The Case stated—“7. In 1885, under the provisions of the Aberdeen Reformatory and Industrial Schools Act 1885, there were amalgamated into one trust the Oldmill Reformatory for boys, the Mount Street Reformatory for girls, the Industrial School for boys at Oakbank, the Industrial School for girls at Whitehill, and the said House of Refuge.… The said House of Refuge ceased to exist and was discontinued in or about June 1885.… The directors of the Aberdeen Reformatory and Industrial Schools and Houses of Refuge have intimated by letter to the factor, dated 23rd September 1913, that they do not intend to make any application for the said annuity and may be held as having acquiesced in its discontinuance from the date thereof.…”

These questions were, inter alia, submitted—“1. Are the first parties entitled to apply the annuity of £20 bequeathed to the House of Refuge in Aberdeen in respect of its discontinuance to such other charitable purpose or educational scheme for the poor as they may deem fit and proper? 3. Is the provision in question void from uncertainty?”

Argued for the first parties—This bequest was not void from uncertainty. It had been established that the Courts would sustain any bequest for a charitable purpose, and an educational scheme for the poor was just one particular branch of charity— Milne's Executors v.

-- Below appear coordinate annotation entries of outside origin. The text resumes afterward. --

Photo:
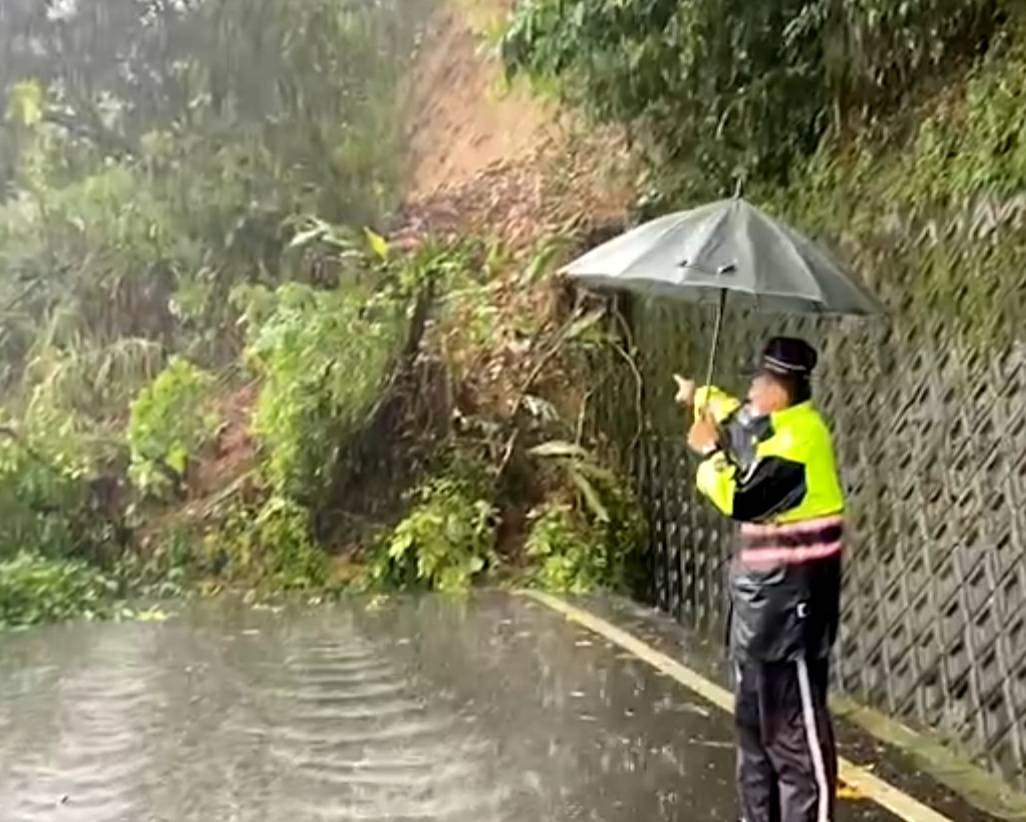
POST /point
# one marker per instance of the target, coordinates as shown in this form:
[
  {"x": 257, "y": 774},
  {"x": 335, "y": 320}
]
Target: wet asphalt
[{"x": 432, "y": 708}]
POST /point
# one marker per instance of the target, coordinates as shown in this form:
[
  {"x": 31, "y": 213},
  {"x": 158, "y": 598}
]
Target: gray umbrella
[{"x": 726, "y": 246}]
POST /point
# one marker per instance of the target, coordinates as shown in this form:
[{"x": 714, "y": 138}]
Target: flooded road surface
[{"x": 491, "y": 708}]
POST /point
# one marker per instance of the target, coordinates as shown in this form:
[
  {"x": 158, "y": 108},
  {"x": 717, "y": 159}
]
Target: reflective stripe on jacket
[{"x": 778, "y": 476}]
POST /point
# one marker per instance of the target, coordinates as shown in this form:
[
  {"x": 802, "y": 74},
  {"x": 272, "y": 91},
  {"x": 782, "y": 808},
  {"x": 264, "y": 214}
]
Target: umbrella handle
[{"x": 717, "y": 330}]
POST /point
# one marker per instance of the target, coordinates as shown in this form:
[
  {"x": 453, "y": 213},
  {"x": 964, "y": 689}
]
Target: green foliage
[
  {"x": 738, "y": 89},
  {"x": 35, "y": 589},
  {"x": 443, "y": 543},
  {"x": 170, "y": 421},
  {"x": 919, "y": 212},
  {"x": 324, "y": 358},
  {"x": 597, "y": 541},
  {"x": 45, "y": 470},
  {"x": 271, "y": 547}
]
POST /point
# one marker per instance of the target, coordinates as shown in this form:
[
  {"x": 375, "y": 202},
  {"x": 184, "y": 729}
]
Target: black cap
[{"x": 788, "y": 356}]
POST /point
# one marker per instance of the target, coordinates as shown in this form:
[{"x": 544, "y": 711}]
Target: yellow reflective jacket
[{"x": 778, "y": 476}]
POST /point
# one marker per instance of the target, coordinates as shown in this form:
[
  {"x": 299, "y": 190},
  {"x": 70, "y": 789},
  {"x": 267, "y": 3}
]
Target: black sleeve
[{"x": 772, "y": 486}]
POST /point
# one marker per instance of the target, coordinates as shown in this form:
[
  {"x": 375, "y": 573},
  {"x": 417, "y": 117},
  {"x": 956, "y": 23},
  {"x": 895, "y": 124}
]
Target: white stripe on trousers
[{"x": 813, "y": 736}]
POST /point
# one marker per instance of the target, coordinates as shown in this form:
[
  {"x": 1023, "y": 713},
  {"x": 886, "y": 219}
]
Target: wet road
[{"x": 491, "y": 708}]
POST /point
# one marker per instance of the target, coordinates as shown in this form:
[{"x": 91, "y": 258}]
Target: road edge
[{"x": 874, "y": 788}]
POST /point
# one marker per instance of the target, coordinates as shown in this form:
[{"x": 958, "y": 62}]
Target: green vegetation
[
  {"x": 442, "y": 544},
  {"x": 169, "y": 423},
  {"x": 732, "y": 90},
  {"x": 155, "y": 160},
  {"x": 323, "y": 358},
  {"x": 34, "y": 589}
]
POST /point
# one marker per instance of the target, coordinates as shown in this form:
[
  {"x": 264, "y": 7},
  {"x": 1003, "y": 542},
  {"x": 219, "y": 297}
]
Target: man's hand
[
  {"x": 704, "y": 436},
  {"x": 685, "y": 391}
]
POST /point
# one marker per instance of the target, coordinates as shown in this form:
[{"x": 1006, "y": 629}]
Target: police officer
[{"x": 770, "y": 464}]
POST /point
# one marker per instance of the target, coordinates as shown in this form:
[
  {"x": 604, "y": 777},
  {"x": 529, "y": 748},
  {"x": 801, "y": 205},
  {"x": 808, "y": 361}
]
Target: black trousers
[{"x": 787, "y": 760}]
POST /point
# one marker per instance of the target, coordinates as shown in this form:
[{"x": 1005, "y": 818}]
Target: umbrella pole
[{"x": 710, "y": 373}]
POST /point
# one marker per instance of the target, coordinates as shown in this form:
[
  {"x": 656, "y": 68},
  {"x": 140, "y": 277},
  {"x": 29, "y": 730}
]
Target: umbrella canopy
[{"x": 728, "y": 245}]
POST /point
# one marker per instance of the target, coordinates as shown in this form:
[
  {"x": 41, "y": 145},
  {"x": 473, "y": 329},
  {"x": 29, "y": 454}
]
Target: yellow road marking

Aberdeen University Court, (1905) 7 F. 642, 42 S.L.R. 533. As the bequests were really for charity the mode of their application was not of the substance of the legacy— Mayor of Lyons v. Advocate-General of Bengal, (1876) 1 A.C. 91, at p. 113.

Argued for the second parties—A bequest for purposes of education even of the poor was not a bequest for a charity— M'Conochie's Trustees v. M'Conochie, 1909 SC 1046, 46 S.L.R. 707. If it has been held that “religious” purposes was too vague, then a fortiori “educational” purposes was too uncertain also. The trustees were only entitled to apply the funds to charitable purposes in the strictest sense of the term, as the testators had in their wording of the deed carefully delimited their application.

Judgment:

Lord Justice-Clerk—In this case I do not think there is really any serious difficulty about any of the questions. By the testator's deed of settlement a number of bequests are made in favour of certain named charitable institutions, and then it is provided that in the event of any of these institutions ceasing to exist and being discontinued the trustees are to “apply the said bequests for such other charitable purpose or educational scheme for the poor as they may deem fit and proper.” Now one of the named institutions—the House of Refuge in Aberdeen—has ceased to exist, and the question is raised whether the provision by which the trustees are empowered to apply the bequest so released for such charitable purpose or educational scheme for the poor as they may deem fit is void from uncertainty. On the authorities I think it is quite clear that this question must be answered in the negative. In my opinion it is settled that the Court will sustain any bequest for a “charitable” purpose, and in accordance with what was said in the case of Commissioners for Special Purposes of Income Tax v. Pemsel, [1891] AC 531, with reference to Baird's Trustees v. Lord Advocate, 15 R. 682, 25 S.L.R. 533, I am of opinion that a provision for an “educational scheme for the poor” is a bequest for a charitable purpose, not only according to the law of England where the Statute of Elizabeth rules, but also according to the law of Scotland. Accordingly I am unable to hold that this provision is void from uncertainty.

Lord Dundas, Lord Salvesen, and Lord Guthrie concurred.

The Court answered the first question of law in the affirmative and the third question in the negative.

Counsel:

Counsel for the First Parties— Wilton. Agents— Nisbet, Mathison, & Oliphant, W.S.

Counsel for the Second Parties— Scott. Agents— Tawse & Bonar, W.S.